Maya Mechenbier
Maya Uppaluru Mechenbier is a product counsel and policy expert in health care, digital innovation, and social safety net programs. She is currently an Innovation & Incubation Fellow at the Beeck Center for Social Impact & Innovation, where she is leading research on implementing human-centered design to support teen and college-aged mothers in continuing their education and pursuing meaningful career pathways.
Prior to her appointment at Georgetown, Maya was a Project Lead at the U.S. Digital Service (USDS), where she launched the “Birth of a Child” Life Experience portfolio of projects at the White House with the goal of improving the experience of new parents in the United States, focusing on equity and inclusion. The portfolio includes three projects focused on maternal health and early childhood support for low-income mothers and their families. Maya led the USDS team that completed lived experience research that contributed to Pillar 5 of the Maternal Mental Health Task Force’s National Strategy to Improve Maternal Mental Health in May 2024, and contributed to the development of the White House Blueprint for Addressing the Maternal Health Crisis in 2022.

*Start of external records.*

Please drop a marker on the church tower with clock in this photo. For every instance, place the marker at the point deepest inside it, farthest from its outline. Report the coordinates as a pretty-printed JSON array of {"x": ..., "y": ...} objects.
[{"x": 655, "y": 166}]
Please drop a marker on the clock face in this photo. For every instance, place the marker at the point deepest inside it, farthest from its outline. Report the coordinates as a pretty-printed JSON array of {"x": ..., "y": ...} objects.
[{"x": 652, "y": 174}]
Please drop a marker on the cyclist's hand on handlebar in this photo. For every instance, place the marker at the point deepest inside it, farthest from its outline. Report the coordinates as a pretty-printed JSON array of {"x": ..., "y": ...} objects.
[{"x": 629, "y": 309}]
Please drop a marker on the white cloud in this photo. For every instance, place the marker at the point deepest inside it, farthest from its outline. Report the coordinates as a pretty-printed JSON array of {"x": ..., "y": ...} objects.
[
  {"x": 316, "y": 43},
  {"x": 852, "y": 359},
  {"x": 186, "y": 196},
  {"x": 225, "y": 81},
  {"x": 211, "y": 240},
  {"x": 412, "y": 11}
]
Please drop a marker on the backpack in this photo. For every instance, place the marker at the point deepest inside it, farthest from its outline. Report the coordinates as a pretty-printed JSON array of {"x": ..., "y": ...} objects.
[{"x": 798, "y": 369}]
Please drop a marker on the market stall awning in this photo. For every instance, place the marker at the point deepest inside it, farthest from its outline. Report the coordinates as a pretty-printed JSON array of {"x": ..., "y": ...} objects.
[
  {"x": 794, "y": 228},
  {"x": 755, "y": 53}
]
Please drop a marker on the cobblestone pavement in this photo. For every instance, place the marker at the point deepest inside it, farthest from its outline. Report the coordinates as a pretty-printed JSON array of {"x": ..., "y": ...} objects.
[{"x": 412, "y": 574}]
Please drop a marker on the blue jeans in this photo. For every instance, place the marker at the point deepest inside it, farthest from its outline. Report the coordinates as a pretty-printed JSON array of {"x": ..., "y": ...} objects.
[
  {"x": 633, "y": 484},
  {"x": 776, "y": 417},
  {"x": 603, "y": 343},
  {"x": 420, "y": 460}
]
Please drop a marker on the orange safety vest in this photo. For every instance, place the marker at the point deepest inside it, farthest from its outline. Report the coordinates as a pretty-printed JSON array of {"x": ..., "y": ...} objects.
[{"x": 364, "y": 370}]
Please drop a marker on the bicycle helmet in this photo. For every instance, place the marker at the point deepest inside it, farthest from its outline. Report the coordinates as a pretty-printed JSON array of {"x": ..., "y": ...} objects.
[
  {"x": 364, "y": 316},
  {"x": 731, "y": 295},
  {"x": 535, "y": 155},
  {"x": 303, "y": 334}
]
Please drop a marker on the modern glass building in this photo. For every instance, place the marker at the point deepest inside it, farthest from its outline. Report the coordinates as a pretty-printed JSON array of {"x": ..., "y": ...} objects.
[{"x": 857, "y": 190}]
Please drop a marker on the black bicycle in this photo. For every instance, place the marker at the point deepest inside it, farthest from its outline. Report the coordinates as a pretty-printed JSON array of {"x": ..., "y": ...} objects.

Maya also served at USDS in 2016, providing policy and regulatory support for the Quality Payment Program team at the Centers for Medicare and Medicaid Services (CMS), and with the Office of Science and Technology Policy (OSTP) at the White House in 2015, where she helped to launch President Obama’s Precision Medicine Initiative in collaboration with the National Institutes of Health (NIH) and other partner agencies.
Prior to rejoining USDS in 2021, Maya was a Counsel with Crowell & Moring’s Digital Health practice, where she provided legal and regulatory advice to a wide range of health care companies, including health plans, hospitals and health care providers, and medical device and health technology companies. Maya has also served in career civil service roles at the Department of Health and Human Services (HHS) focused on health technology interoperability and patient access to health data, and the Federal Communications Commission (FCC) where she worked on expansion of broadband internet for health care providers and school systems.